Plant and arthropod composition of mouse diet differs significantly among trapping sessions (Table 3). However, this seasonal effect was not clearly apparent and much overlap occurred in both plant and arthropod diet composition across sessions (Fig 4B, Table 3). While variability in plant composition of mouse diet differs significantly among trapping sessions, variability in arthropod composition does not (PERMDISP results in Table 3, S6 and S7 Tables). Compared to variation in diet owing to habitat type, mice captured during different sessions are only 17% dissimilar in their plant diet composition and hardly vary in arthropod diet composition (only ~5%; see “Component” in Table 3, S6 and S7 Figs).

Although we cannot reliably interpret source contribution among trapping sessions from our stable isotope mixing model, all four source contributions remain largely even among sessions (S4 Table). Based on the estimated variation in diet for habitat type and trapping session in our model, habitat contributes nearly four times more to diet variation than does trapping session, which also mirrors our multivariate statistical findings.

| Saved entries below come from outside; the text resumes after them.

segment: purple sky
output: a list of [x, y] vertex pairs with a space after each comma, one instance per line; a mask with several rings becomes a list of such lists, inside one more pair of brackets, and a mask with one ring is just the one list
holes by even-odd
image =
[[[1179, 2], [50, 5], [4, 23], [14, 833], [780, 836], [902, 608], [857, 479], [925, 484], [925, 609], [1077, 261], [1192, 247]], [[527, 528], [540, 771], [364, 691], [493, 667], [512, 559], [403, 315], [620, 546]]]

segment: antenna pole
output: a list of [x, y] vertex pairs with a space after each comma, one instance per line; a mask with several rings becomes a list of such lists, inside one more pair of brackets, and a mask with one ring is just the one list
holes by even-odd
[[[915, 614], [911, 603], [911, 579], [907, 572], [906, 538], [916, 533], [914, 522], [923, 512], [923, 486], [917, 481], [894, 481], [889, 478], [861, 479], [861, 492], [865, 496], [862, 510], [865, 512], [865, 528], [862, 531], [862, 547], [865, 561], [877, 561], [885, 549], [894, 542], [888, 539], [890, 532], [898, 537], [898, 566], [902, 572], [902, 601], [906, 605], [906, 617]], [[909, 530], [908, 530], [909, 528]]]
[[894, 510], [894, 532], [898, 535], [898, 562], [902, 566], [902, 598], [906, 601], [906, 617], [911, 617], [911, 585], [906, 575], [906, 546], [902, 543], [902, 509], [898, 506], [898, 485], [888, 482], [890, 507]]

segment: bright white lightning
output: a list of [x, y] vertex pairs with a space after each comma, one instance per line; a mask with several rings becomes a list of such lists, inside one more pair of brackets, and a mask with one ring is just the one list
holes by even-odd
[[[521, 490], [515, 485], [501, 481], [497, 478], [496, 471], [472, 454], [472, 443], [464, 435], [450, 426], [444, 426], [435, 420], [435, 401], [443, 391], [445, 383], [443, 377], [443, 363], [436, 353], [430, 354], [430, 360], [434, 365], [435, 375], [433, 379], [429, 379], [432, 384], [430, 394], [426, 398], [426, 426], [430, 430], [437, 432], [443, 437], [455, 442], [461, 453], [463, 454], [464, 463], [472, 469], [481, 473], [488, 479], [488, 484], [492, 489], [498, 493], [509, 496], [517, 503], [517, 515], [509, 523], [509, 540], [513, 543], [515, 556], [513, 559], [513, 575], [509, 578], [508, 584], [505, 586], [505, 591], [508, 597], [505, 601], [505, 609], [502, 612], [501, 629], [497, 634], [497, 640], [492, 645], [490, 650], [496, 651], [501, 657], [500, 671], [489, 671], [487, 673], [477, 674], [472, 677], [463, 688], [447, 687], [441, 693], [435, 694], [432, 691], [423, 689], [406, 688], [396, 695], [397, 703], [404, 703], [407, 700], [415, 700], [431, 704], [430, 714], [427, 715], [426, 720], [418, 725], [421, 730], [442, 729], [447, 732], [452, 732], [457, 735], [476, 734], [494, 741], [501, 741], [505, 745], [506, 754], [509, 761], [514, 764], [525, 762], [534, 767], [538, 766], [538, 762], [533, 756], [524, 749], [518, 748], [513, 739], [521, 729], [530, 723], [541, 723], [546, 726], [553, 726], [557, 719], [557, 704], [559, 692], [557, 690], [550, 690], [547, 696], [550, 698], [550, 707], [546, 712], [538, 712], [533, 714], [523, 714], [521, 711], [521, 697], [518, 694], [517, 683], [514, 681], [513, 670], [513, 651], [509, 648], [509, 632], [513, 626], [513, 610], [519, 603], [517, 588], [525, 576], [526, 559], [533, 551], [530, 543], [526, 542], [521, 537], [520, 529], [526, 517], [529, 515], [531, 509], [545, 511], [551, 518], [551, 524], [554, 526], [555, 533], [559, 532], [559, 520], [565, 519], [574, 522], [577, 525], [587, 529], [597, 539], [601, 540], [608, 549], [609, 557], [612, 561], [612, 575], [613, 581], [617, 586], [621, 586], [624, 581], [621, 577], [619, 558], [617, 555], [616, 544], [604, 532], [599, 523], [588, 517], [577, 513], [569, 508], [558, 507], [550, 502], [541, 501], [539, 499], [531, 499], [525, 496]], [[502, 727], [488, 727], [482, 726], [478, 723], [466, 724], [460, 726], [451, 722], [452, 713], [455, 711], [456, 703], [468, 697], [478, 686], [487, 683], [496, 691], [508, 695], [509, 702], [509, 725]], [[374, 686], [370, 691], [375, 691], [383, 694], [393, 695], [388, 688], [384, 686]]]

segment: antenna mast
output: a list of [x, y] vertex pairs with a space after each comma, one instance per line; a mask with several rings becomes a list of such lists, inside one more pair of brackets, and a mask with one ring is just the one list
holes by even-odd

Habitat type and trapping session interaction.

We detected an interaction between habitat type and trapping session for plant consumption only, but this interaction was very weak compared to these two factors independently. This effect is likely driven by differences in plant consumption (and/or variability thereof) by mice among habitats for each trapping session, rather than a temporal effect within each habitat (S6 Table).